EDITORIAL
Toda preparación es poca ante los temporales
VISITAR el Edificio Negro (creo que éste es el nombre más apropiado) en los compases previos al inicio del curso escolar significa enfrentarse a sensaciones nada agradables. Todo está lleno de maestros y profesores en situación inestable que van arriba y abajo, de los sindicatos a las oficinas de la Delegación de Educación, en busca de información sobre bolsas de trabajo, vacantes, puestos específicos, convocatorias diversas y otros elementos burocráticos que salen en su mayoría sin previo aviso y exigen la alerta máxima de los interesados las veinticuatro horas del día. Caminan los enseñantes sin plaza fija cargados de impresos de cuya eficacia y oportunidad cabe dudar siempre. Las emociones son encontradas: hay quien se desconsuela porque no hay una mísera sustitución con su nombre y quien se angustia porque en un plazo de dos días tiene que incorporarse en un centro a 350 kilómetros, y qué hago con mi bebé, y qué pasa con el trabajo de mi cónyuge. Y encima hay que escuchar a los delegados y consejeros de turno asegurando que sí, que el Gobierno andaluz garantiza en cada caso la unidad familiar, que van a haber muchas guarderías nuevas. Pero, eso sí, los expedientes se expiden (valga la redundancia) in extremis, y si alguien pregunta por qué diantre esto no estaba resuelto a mediados de agosto corre el riesgo de que lo miren como a alienígena de trapo. Vaya por delante que el trato de los funcionarios suele ser amable; el problema es que el sistema es terrible. Uno está allí, en medio de tanta gente que se juega su destino inmediato a una carta, y no puede evitar la sensación de zozobra. El mecanismo educativo de la Junta de Andalucía, en lo que se refiere al personal docente, constituye el último refugio del franquismo.
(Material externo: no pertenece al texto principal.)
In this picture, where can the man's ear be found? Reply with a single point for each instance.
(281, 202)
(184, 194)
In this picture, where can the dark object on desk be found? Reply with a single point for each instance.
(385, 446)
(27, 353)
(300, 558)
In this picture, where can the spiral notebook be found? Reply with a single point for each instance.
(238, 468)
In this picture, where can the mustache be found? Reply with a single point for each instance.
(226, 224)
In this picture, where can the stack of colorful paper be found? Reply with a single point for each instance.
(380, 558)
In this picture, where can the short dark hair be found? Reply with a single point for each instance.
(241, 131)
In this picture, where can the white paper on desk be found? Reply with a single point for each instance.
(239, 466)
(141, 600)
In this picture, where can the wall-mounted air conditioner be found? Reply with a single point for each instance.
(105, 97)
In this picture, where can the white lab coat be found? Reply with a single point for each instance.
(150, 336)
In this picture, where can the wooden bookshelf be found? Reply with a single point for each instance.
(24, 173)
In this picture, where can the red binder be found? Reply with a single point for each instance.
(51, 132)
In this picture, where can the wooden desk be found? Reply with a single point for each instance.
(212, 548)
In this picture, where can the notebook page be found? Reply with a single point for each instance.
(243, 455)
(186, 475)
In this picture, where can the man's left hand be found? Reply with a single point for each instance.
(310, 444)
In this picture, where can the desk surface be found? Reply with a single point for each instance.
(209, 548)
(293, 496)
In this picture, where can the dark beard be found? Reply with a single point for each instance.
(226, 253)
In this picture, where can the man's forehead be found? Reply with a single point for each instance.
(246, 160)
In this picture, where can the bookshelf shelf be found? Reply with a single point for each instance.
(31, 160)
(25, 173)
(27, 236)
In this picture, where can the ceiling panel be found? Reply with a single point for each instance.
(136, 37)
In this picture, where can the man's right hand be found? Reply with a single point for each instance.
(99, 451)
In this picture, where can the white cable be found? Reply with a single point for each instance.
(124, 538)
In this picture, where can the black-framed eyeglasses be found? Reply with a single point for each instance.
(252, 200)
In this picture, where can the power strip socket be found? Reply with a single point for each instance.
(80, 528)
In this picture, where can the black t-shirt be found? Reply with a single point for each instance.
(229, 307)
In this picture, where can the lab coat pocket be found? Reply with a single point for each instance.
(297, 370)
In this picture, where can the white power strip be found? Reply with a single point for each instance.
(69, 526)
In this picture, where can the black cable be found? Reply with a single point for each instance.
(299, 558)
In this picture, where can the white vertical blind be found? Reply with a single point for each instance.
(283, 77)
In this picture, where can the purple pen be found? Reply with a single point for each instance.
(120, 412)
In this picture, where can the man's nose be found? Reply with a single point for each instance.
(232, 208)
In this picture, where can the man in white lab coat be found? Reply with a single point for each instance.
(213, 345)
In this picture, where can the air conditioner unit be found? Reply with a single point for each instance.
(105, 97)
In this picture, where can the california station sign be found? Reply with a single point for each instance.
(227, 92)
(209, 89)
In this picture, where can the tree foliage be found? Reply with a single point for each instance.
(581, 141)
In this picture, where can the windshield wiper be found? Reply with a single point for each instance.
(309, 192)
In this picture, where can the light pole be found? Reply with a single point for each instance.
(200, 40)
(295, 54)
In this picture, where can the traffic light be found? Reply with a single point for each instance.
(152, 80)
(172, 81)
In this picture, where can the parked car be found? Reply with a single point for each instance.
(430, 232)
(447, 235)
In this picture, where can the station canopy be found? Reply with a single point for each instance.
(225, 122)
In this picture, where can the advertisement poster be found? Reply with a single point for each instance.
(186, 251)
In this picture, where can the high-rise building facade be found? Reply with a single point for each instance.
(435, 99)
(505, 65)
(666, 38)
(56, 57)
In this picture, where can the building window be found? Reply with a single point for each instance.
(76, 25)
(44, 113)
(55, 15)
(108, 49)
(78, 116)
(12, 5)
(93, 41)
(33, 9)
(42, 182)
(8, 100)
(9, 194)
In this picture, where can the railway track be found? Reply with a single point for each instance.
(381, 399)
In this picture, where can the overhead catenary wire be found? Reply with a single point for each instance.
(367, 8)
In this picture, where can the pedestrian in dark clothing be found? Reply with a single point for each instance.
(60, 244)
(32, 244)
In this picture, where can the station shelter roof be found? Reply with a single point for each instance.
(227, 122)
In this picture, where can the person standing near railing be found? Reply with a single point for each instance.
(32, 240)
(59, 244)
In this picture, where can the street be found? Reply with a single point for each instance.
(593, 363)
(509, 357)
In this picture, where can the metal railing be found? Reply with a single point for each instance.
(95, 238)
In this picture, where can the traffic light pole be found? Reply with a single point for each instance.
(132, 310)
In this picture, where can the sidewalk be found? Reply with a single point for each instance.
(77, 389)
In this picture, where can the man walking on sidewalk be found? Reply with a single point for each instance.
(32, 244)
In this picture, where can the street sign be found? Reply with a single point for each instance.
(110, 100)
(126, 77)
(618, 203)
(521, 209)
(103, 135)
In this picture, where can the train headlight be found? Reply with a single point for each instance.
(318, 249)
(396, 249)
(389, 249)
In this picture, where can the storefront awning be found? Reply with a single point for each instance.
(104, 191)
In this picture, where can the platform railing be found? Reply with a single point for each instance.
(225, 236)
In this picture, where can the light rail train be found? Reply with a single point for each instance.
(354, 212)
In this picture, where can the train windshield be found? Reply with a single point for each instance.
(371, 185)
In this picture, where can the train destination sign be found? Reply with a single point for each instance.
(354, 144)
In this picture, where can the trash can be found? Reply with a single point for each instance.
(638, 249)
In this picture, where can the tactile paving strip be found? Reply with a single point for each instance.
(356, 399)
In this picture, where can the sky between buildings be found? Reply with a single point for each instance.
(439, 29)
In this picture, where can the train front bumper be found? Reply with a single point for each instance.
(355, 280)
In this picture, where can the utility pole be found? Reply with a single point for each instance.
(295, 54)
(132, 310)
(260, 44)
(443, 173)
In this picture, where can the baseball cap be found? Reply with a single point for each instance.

A esta visita que describo se une el accidentado comienzo del curso escolar, de cuyos pormenores les ha informado Nacho Sánchez al detalle en este periódico. Tanto como accidentado, sin embargo, podría considerarse habitual. Por una vez, y sin que sirva de precedente, escribo sobre un tema que conozco bien: aquí donde me ven, también estudié Magisterio y viví un breve periplo de maestro, con oposiciones y bolsas incluidas. Conozco a mucha gente del gremio y, por cuestiones familiares, convivo diariamente con el asunto. Así que lo de las aulas prefabricadas, las familias rotas sin más solución aparente que unas comisiones de servicio adjudicadas según criterios irracionales, la masificación (el cupo de los 25 alumnos es, hoy día, una película de ciencia-ficción para muchos colegios e institutos, por mucho que la Junta diga lo contrario), la más que tardía asignación de profesores sustitutos para cubrir las bajas, la falta absoluta de recursos (humanos y materiales) con que cuentan los profesores tanto para tratar con alumnos conflictivos (si un agente de Policía te mete en la clase a un adolescente recién recogido en la calle ciego de farlopa, pero matriculado en el centro, hay que comérselo) como para ofrecer estímulos suficientes a todos los chavales, los obstáculos absurdos que se ponen en el camino de los docentes que podrían intercambiar sus destinos para una solución más beneficiosa y tienen que quedarse donde les toca porque sí, es decir, lo que se repite año tras año sin que nadie se preocupe de arreglarlo, es un cúmulo de dramas reales que afectan a muchos contribuyentes. Así funciona: los docentes son números en listas interminables y los alumnos matrículas para los balances de las ruedas de prensa. Alguien debería recordar que la escuela es un espacio humano antes que político.